Un au-delà du discours tapisse ainsi Mes provinciales, dont la polysémie du titre est d’ailleurs éloquente : la référence à Pascal, explicite, est doublée des origines géographiques de la plupart des étudiants, et particulièrement des conquêtes amoureuses du personnage principal : ce sentiment intimidé des nouveaux venus dans la capitale nourrit la conviction qu’il faut parler haut et fort pour donner le change, quitte à le faire comme les livres et sonner faux.

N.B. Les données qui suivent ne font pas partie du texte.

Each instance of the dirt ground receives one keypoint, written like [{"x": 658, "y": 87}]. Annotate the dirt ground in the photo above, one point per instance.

C’est donc dans les interstices que se loge l’émotion réelle qu’abrite Mes provinciales : la musique, (Bach ou Mahler, sublimes) ce langage qui se passe des mots, l’écoulement du temps dans un recours aux ellipses et fondus enchaînés sur des séquences de plus en plus arbitraires et courtes, et le regard d’un jeune homme qui, progressivement, se dilate : d’étonnement, de doute, d’effroi ou d’humilité face au monde. L’épilogue, riche d’ambivalence, le montre ainsi embarqué dans une vie plus conventionnelle sur laquelle, imperceptiblement, le temps commence à s’installer ; mais la maturité nouvelle lui permet aussi d’offrir un nouveau regard, d’abord dans le café sur toutes les générations, de la quinqua qui s’engueule à la mère avec son enfant, et jusqu’aux étudiants érudits qui, déjà assurent la relève de l’idéalisme universel propre à un âge qui n’est plus le sien. Dans son appartement, enfin, pour une ouverture qui cite un plan d’un film (La porte d’Ilitch, de Marlen Khoutsiev) qu’il avait autrefois admiré avec ses comparses, et qui, sur un retour de Mahler, révèle en un même mouvement la pureté d’une émotion et l’acuité du regard d’un cinéaste en devenir.